Uma análise muito básica da situação de um país em que poucas pessoas têm acesso ao conhecimento leva-me a pensar na facilidade de ser “soberano rei”, numa monarquia de massa, sem acesso ao mínimo da cultura acadêmica humana. Ah, mas espera aí de novo. Quem disse que as melhores cabeças estão na universidade? Aliás, existem melhores cabeças, melhores conhecimentos, melhores áreas, melhores profissionais? Não. Penso que existem conhecimentos diferentes, formações diversas, mas, infelizmente, muitas delas, perdidas na vaidade da desimportância humana e do modelo hierárquico daquele que emana autoridade porque conhece alguma coisa.
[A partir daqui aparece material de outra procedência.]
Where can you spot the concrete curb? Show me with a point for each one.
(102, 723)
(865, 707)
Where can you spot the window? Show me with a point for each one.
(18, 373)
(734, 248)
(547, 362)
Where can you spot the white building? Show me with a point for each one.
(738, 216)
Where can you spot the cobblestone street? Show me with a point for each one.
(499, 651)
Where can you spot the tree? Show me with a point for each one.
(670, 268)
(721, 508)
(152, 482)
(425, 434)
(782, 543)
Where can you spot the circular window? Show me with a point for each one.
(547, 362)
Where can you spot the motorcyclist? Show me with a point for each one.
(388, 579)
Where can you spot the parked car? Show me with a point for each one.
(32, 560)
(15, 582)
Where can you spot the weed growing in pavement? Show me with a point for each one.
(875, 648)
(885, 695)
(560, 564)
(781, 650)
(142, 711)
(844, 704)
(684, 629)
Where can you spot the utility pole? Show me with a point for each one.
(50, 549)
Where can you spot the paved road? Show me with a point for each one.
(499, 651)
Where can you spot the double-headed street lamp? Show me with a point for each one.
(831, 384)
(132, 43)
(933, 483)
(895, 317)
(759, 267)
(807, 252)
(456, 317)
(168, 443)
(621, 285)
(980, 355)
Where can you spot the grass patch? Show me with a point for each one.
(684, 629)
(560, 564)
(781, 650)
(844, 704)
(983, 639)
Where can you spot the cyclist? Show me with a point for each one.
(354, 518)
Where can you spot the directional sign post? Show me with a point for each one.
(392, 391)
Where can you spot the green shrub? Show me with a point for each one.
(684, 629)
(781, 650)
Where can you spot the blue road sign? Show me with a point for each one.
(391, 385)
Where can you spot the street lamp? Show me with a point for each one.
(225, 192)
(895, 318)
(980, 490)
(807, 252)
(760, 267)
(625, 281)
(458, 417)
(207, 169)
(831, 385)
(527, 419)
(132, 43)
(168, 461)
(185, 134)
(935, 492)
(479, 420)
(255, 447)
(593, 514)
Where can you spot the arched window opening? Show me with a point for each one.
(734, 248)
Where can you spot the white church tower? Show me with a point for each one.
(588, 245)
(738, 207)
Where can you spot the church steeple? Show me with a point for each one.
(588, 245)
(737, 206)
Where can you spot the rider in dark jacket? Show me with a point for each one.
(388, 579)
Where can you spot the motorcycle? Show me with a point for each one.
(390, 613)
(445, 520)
Para o ser humano, que ainda acha que é melhor por sua coleção de títulos, de línguas e de conhecimento, o efeito colateral de sua sabedoria pode ser danoso. Pode tornar significativo seu desejo de competir, de concorrer sem precisão com outrem que nem sabe que compete. Aquele que brilha sem saber, que possui uma “grande cabeça”, mas antes de disso um grandioso coração. O efeito colateral mais marcante dos que desfrutam do conhecimento é a vaidade pela vaidade. Um gozar inútil que o faz levar a vida num prazer desconhecido, mas sempre convencido daquilo que ele é – um mestre, um doutor impregnado pela sua profissão ao ponto de não conseguir ser alguém sem ela. Um efeito que funde a identidade com o exercício intelectual, com o exercício da superioridade do conhecimento, uma autoridade vazia, sem préstimo e frustrante.
As reações adversas para o conhecimento geram inúmeras formas de segregação e desrespeito ao ser humano. Pesquisas ainda utilizam pessoas para obterem respostas insensatas às duvidas mais inúteis para história da ciência humana. Professores ainda sobem em tablados e, muitas vezes, não aceitam a complexidade do conhecimento que, em algumas áreas, deve ser sempre relativa. O conhecimento é generalizado e a realidade mitificada e, muitas vezes, reduzida a um “olhar burguês” apoiado em teorias não vivenciadas ou informações disseminadas aos milhares. Alguém ainda não sabe que informação não é conhecimento? A busca por títulos, numa perspectiva formadora vem gerando um conjunto de teorias circulares que reproduzem muito do que já foi inventado e dito com intuito principal de gerar certificados. E ainda há aqueles que, em pleno século XXI, não sabem o que é funk, num país que comunica, através desses estilos, várias questões sociais e seus significados manifestos. É que os intelectuais detestam funk!
Subam os escorregadores mais altos. Num país onde mais da metade da população curte funk, tem menos do segundo grau completo, subam sim os escorregadores, mas não se esqueçam de descer e de usarem o conhecimento a favor da dignidade humana. Coloquem todas as coroas, mas não as deixem que enganchem nas estrelas, pois seres humanos não são estrelas e a realidade humana não é feita apenas de brilhos. Sejam colecionadores de títulos, mas mostrem seus valores para todos, não numa demonstração de vencedor, pois a maior vitória é conseguir que o conhecimento seja muito proveitoso antes de ser o único motivo da importância de alguém.